The London Amphitheatre at The Guildhall Art Gallery
Mr DaisLikeThese works literally behind the Art Gallery, and over the years we have met him here for lunch countless times. I even worked at the Guildhall as a teenager, serving food and drinks at fancy dinners! So I am ashamed to admit that neither of us even knew that there were the remains of a Roman amphitheatre to be found here.
It was long thought that there must have been an amphitheatre built by the Romans in London, but there was no trace of it found until 1988 when the Guildhall Art Gallery was being redeveloped. It was then that they found the remains of an amphitheatre thought to hold 7000 people, who would go to watch bloody gladiator battles, animal fights and criminal executions.

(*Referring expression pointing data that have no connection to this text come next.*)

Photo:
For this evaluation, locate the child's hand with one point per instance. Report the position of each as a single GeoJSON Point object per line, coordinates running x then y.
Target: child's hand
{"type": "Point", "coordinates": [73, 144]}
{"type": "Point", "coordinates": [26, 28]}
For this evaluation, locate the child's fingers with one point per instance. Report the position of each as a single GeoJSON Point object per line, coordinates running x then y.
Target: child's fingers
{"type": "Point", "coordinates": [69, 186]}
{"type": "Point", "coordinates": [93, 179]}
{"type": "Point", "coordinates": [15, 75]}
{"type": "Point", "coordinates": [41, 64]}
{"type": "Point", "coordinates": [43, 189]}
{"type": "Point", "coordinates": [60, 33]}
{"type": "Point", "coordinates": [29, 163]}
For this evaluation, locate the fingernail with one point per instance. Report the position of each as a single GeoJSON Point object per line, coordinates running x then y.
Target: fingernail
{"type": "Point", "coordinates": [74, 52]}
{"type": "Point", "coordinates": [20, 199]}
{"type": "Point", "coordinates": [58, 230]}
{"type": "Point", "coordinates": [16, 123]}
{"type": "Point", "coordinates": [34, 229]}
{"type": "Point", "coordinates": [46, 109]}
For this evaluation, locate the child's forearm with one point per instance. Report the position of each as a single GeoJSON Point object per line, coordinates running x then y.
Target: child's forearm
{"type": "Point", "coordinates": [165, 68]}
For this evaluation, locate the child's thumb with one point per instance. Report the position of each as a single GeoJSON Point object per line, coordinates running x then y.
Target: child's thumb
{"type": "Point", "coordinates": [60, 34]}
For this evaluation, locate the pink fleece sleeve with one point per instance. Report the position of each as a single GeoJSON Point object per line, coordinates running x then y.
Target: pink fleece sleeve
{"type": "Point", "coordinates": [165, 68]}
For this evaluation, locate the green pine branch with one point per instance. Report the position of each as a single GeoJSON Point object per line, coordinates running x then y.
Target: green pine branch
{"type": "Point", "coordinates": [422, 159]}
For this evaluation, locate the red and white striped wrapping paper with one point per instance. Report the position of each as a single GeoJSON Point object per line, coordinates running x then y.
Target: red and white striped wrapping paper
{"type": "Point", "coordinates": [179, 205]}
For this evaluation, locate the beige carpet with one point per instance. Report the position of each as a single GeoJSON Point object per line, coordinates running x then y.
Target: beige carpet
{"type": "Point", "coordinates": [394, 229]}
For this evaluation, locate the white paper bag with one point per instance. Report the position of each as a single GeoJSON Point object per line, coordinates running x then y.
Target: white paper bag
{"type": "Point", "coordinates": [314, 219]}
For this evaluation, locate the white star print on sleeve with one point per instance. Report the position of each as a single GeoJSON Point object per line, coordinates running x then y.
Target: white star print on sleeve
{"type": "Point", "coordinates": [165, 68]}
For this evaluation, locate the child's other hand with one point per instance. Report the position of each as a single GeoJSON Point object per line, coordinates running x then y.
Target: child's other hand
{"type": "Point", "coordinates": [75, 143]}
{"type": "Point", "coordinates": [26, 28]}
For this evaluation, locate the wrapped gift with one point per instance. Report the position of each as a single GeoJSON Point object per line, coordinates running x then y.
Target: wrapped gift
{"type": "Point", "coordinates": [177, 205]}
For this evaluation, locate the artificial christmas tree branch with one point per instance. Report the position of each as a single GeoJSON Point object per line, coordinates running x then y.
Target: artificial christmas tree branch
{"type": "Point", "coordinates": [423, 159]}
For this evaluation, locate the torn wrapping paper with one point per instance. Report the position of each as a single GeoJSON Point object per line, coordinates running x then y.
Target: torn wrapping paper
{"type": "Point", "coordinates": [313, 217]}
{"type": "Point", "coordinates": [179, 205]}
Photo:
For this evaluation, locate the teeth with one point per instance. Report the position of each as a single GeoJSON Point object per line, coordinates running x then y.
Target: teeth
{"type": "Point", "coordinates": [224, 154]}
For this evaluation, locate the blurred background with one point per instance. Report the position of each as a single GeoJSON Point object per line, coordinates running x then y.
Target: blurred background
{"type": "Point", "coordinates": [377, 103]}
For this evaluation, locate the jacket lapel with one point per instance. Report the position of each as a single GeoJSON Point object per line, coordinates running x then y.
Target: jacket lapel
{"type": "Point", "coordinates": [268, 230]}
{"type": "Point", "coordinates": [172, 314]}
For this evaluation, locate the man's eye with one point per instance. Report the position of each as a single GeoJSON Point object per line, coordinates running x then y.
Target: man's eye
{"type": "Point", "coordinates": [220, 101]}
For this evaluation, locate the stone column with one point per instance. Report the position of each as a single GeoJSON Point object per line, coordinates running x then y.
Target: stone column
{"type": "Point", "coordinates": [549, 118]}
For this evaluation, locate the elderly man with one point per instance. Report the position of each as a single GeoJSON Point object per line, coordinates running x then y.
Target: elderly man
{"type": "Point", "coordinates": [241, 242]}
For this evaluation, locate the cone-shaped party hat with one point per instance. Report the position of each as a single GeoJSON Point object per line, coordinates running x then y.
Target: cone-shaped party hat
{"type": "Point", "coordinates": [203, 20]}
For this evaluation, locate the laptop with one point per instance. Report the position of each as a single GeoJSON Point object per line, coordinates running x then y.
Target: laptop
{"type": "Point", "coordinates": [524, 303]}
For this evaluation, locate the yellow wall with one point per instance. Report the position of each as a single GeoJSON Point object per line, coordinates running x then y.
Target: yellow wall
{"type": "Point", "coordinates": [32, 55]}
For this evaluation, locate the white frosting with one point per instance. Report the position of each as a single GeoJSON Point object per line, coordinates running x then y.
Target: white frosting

You can visit the remains, which are in the basement of the Guildhall Art Gallery, for free. Head down in the lift to discover the remaining walls of what would have been the entrance the arena, along with the remains of wooden drains which would have funnelled water out of the amphitheatre.
As you can see from the pictures, we had the place nearly to ourselves! A stark contrast to the busy museum.
A walk back through modern-day London
Our time discovering Roman London was over and it was time to head back to the station. We took a walk along the river, taking in the sights of modern-day London and discussing what a Roman might think if he was magically transported forward in time to today!
I’m sure there are many more amazing Roman sites in London – have you found any? I’d love to hear about them.